Best Business Books 2017: Strategy
Animal Spirits
Leonard Sherman
If You’re in a Dogfight, Become a Cat: Strategies for Long-Term Growth (Columbia Business School Publishing, 2017)
*A TOP SHELF PICK
Olivia Fox Cabane and Judah Pollack
The Net and the Butterfly: The Art and Practice of Breakthrough Thinking (Portfolio/Penguin, 2017)
Heidi K. Gardner
Smart Collaboration: How Professionals and Their Firms Succeed by Breaking Down Silos (Harvard Business Review Press, 2017)
In the business world, conventional wisdom holds that market leaders eventually succumb to the law of large numbers, the law of competition, and the law of competitive advantage.

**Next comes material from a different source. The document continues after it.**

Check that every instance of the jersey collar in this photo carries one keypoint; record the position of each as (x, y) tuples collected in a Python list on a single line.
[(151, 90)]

But in the most compelling business book on strategy this year, If You’re in a Dogfight, Become a Cat: Strategies for Long-Term Growth, Leonard Sherman assembles a convincing brief that the slowdowns companies face as they become successful and attract imitators are not inevitable.
A faculty member at Columbia Business School and a career consultant, Sherman builds a persuasive case that it’s possible to achieve and sustain the great desideratum of business: long-term profitable growth. And he does so by telling many fascinating stories of companies that found — and haven’t yet lost — the holy grail, among them JetBlue, Southwest Airlines, IKEA, and, inevitably, Apple.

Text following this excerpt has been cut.